A une époque où Elizabeth Lévy en appelle à l’armée pour calmer les
banlieues, alors qu’une parlementaire UMP (Edwige Antier) demandait il y
a tout juste quelques mois (novembre 2009) l’interdiction légale de la
fessée, que doit-on penser finalement et comment doit-on réagir ? Est-il
légitime de s’orienter vers une société plus répressive et moins
tolérante pour ne pas dire laxiste et reprendre en main la situation par
la manière forte, ou bien, faut-il continuer inlassablement dans la
direction d’une civilisation non violente et consensuelle donnant la
priorité au dialogue comme le proposent certains pédagogues, en espérant
qu’à la longue la méthode portera ses fruits.
La question est à la fois académique et pratique.
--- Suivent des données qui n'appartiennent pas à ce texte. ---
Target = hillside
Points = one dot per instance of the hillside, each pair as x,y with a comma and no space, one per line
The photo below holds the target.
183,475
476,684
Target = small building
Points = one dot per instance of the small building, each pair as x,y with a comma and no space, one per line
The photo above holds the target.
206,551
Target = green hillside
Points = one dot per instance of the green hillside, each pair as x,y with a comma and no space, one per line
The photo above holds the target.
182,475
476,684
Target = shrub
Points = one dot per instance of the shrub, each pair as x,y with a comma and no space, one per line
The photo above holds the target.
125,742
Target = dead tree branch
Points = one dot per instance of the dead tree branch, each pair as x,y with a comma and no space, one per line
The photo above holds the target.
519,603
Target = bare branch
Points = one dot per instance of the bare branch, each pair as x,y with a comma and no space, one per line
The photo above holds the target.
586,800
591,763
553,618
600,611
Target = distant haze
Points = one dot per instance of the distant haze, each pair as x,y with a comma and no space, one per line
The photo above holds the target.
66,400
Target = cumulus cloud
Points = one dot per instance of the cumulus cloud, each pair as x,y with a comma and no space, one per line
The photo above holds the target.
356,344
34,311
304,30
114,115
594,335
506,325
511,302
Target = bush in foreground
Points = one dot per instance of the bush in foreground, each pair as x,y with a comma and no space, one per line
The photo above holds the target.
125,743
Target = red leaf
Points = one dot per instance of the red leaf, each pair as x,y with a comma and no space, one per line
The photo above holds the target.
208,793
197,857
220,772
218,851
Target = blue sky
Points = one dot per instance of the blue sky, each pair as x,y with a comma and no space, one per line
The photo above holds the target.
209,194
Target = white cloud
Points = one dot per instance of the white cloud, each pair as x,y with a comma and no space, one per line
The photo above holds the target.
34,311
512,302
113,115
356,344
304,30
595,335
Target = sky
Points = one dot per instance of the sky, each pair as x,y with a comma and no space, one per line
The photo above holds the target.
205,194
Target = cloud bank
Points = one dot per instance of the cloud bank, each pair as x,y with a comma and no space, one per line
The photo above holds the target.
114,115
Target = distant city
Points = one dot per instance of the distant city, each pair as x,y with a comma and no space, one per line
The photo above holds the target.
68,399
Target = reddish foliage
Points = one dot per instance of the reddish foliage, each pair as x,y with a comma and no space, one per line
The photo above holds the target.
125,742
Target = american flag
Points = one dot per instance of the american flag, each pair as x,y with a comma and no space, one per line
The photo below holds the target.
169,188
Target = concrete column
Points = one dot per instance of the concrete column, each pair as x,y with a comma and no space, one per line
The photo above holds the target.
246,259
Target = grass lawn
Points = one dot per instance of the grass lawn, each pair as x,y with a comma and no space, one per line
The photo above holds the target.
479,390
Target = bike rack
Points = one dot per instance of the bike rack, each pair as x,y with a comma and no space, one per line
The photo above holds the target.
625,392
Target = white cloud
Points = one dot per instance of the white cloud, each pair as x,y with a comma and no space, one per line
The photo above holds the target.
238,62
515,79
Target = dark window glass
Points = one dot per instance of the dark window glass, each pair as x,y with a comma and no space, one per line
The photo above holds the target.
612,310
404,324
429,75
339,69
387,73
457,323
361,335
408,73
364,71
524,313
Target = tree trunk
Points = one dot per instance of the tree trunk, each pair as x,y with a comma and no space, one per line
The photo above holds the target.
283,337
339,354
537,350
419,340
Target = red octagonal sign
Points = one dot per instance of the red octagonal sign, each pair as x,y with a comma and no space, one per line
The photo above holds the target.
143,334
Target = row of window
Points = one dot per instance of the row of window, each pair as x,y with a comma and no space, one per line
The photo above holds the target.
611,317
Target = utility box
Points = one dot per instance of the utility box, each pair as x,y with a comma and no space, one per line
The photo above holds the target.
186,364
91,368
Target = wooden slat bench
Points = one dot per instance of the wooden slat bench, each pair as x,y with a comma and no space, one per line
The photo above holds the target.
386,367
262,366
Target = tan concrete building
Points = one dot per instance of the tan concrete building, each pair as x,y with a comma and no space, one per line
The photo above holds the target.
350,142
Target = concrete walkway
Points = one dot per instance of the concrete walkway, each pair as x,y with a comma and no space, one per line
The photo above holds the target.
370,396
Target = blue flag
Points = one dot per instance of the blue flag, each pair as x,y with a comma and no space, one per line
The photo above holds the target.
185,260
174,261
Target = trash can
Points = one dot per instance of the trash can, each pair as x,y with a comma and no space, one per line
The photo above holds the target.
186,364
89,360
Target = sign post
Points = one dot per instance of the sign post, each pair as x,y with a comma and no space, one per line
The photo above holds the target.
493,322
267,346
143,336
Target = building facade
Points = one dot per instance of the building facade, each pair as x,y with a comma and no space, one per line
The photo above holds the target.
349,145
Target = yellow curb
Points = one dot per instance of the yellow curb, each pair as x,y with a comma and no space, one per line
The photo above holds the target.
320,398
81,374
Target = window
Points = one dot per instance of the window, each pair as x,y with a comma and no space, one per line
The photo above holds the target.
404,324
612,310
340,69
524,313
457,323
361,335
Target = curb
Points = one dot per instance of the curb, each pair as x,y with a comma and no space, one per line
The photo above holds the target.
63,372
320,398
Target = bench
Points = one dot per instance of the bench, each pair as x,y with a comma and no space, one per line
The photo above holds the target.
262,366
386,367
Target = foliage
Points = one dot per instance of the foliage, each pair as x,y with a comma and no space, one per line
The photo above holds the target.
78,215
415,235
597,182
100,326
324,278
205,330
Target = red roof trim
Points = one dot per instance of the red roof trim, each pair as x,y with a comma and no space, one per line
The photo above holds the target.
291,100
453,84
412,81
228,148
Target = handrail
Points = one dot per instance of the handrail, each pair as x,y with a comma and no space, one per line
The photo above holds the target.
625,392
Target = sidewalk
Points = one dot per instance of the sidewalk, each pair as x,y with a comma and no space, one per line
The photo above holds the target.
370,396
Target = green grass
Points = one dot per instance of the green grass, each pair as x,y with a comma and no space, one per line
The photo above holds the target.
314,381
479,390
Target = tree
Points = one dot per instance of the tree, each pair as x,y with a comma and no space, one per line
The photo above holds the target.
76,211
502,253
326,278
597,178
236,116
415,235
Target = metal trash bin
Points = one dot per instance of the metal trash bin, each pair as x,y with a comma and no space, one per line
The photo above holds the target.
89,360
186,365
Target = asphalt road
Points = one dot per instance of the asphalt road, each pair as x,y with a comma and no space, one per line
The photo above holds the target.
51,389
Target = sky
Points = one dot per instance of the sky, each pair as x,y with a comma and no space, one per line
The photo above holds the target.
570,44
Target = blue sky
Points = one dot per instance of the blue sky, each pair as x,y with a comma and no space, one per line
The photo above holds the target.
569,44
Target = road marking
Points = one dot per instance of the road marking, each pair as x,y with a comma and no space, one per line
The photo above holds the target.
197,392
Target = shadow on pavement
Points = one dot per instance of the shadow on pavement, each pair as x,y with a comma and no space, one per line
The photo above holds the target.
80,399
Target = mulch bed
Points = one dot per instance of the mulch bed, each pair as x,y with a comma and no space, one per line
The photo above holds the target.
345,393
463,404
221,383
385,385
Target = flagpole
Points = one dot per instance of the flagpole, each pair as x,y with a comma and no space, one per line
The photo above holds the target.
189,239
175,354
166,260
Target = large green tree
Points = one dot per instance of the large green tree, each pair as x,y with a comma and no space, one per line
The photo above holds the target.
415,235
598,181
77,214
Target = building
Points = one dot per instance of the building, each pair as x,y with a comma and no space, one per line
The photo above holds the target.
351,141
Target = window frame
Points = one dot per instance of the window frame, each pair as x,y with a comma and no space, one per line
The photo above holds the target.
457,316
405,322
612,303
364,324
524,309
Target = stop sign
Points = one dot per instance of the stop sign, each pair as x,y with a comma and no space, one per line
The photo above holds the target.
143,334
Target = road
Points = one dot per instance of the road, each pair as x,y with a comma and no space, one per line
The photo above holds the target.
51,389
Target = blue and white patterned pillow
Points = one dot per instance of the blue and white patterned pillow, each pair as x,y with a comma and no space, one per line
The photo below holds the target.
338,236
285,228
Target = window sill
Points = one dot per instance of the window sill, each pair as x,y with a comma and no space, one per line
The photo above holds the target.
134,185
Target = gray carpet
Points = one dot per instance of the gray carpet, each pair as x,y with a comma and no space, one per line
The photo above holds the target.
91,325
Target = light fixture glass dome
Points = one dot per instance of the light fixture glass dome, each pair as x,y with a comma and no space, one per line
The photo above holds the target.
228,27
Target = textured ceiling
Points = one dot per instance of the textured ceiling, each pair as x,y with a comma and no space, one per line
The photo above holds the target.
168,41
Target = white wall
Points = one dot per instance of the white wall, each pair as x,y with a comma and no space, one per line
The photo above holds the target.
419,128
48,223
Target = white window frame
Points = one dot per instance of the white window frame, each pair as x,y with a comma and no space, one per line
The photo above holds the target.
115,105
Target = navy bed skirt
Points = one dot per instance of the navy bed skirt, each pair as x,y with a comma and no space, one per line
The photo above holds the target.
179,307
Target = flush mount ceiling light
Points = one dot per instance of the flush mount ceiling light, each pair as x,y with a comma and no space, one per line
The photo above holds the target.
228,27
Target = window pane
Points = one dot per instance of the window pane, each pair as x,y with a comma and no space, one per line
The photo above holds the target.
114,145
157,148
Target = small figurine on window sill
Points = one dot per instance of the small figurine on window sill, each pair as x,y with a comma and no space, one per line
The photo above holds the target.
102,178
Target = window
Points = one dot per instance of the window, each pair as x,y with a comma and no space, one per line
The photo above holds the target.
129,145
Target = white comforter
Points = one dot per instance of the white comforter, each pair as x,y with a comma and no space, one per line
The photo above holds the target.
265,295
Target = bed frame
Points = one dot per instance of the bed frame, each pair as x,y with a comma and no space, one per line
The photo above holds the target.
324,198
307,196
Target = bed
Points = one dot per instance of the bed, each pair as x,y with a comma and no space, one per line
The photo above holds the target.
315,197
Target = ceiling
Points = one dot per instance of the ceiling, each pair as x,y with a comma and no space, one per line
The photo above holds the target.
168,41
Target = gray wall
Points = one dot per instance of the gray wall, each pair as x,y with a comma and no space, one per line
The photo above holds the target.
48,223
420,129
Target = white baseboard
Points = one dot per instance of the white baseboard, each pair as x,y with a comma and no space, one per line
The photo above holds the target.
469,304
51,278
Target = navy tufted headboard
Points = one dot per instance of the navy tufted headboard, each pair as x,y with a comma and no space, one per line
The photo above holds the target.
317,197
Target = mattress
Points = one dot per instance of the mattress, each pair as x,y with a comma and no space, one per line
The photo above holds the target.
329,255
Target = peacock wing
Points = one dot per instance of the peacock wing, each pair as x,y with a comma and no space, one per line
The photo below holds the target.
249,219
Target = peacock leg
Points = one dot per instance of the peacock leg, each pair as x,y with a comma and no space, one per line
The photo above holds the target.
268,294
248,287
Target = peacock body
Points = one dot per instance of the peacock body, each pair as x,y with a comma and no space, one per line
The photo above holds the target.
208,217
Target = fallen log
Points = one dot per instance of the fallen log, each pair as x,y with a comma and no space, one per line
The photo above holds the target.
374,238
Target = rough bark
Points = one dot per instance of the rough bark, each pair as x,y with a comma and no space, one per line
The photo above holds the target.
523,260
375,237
Que faire face à ceux qui ne sont même plus les « sauvageons » de Jean-Pierre Chevènement, car ils en ont dépassé largement les limites ces dix dernières années ? Mais aussi, comment ne pas s’inquiéter à la lecture des faits divers de la presse qui narrent dans le détail le calvaire d’enfants martyrs, victime de corrections qui ont mal tourné. Comment faire la part entre une dérive sadique et criminelle de certains monstres et une éducation des enfants juste mais stricte ?
Alors quelle voie médiane adopter entre la démission lamentable face à une certaine jeunesse qui entre en délinquance souvent bien avant douze ans et une sévérité d’un autre âge dont le martinet reste le symbole désormais bien dérisoire ?
Jadis, c’est-à-dire jusqu’à la fin des années 60, il était admis par une immense majorité de Français que quelques gifles et fessées pas trop fortes et administrées à bon escient avaient une indéniable valeur pédagogique. Mais il y eut des débordements, du fait de véritables tortionnaires, ceux que l’on appelait « bourreaux d’enfants ». Le terme fut repris d’ailleurs non sans ironie dans un sketch de Fernand Raynaud, qui avait compris comment les gamins arrivaient à faire du chantage affectif sur un phénomène de société. Puis arriva le règne de l’enfant roi, qui coïncida avec une forte dénatalité commencée dès le début des années 60 et qui s’est prolongée jusqu’au début du nouveau millénaire. Il n’était plus question d’être sévère, le chef de famille ayant d’ailleurs disparu du vocabulaire légal. La priorité a alors été donnée au dialogue, l’enfant devenant une personne à part entière et non plus un individu en devenir qui « devait obéir pour son bien ».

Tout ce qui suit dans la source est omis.